Emergent Pandemic-Related Business Model
The other resilient businesses doing well in the current environment are those that have pivoted or expanded to address pandemic-specific needs–the most notable are virtual collaboration platforms like Miro and Zoom, or food delivery platforms such as DoorDash and UberEats. But while the pandemic has produced ideal growth conditions for such companies, the same conditions will provide opportunities for their competitors to address changing customer demands in more nuanced ways than these incumbents. For example, at frog we are working with a new workplace productivity company that is specifically focusing on the remote collaboration needs of designers and engineers, as well as another company focused on addressing the inefficiencies and inequities of tipping and profit-sharing in the restaurant delivery industry. These unfair business practices that cost the restaurant industry billions of dollars were often overlooked pre-pandemic, but they are now likely to drive a whole new set of self-aware restaurants and consumers looking for a better way. Both of these companies are likely to gain traction in markets that otherwise might never have materialized prior to Covid-19.

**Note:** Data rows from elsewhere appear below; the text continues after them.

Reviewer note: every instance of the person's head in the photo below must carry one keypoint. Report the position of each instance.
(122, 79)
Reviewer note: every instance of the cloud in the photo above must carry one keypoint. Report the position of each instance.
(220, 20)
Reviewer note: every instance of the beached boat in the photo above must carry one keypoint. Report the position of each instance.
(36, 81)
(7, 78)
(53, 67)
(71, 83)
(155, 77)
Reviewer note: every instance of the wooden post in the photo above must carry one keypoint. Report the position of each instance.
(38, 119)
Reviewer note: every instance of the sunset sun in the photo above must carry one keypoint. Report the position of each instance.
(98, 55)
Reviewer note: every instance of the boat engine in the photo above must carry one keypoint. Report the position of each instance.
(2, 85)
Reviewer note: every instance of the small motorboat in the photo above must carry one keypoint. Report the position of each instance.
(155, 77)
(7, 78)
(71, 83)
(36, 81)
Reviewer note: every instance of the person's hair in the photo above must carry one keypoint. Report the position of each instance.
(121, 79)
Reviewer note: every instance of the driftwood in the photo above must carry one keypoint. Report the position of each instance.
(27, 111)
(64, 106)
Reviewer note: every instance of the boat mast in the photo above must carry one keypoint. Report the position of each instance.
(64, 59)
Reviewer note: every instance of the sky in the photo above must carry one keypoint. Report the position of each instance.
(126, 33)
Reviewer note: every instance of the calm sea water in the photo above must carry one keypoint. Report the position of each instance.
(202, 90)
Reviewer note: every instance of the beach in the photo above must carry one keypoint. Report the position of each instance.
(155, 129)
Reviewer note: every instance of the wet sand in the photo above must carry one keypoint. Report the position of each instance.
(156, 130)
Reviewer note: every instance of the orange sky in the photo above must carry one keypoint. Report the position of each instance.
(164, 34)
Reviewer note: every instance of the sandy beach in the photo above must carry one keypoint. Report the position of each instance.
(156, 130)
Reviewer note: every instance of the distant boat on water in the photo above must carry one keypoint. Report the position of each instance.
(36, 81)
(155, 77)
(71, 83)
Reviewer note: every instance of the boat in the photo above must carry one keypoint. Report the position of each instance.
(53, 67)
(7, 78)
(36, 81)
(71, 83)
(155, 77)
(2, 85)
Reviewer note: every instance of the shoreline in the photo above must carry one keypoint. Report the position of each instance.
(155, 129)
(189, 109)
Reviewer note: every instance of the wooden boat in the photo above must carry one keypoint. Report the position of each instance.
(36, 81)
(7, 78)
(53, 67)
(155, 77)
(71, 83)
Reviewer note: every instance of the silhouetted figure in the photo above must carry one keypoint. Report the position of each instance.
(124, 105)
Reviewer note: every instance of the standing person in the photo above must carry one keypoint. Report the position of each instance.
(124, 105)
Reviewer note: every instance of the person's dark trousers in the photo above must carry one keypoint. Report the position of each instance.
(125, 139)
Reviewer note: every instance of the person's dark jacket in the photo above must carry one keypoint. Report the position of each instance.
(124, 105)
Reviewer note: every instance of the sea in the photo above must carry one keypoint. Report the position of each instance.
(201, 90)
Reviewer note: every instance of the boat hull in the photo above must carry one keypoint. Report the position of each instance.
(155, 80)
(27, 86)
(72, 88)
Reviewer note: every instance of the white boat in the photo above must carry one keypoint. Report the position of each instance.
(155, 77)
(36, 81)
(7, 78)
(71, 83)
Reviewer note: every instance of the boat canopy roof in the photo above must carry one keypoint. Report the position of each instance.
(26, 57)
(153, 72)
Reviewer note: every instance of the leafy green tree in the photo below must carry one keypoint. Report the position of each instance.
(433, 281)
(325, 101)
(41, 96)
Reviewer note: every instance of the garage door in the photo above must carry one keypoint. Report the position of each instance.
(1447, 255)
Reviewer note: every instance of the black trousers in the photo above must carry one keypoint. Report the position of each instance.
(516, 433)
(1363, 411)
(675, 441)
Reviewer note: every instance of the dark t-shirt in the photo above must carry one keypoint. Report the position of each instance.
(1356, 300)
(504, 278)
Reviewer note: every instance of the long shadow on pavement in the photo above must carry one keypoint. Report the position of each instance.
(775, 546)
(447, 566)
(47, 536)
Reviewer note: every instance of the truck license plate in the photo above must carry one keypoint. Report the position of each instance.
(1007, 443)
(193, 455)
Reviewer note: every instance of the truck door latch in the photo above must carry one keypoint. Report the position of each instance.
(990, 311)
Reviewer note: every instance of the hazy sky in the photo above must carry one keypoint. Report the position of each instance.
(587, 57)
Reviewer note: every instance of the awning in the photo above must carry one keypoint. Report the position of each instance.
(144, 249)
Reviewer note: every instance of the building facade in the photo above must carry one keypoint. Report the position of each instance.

The coronavirus pandemic has already reshaped the world in countless ways, creating tremendous new challenges, but also new opportunities. Because developed economies have become increasingly reliant on the startup-dominated tech sector, their economic recovery will depend disproportionately on the ability of nimble and resilient ventures to innovate and scale solutions to our most pressing economic and public health problems. That means forward-looking and resilient venture design is more important now than ever, both for society as a whole and for individual firms and entrepreneurs.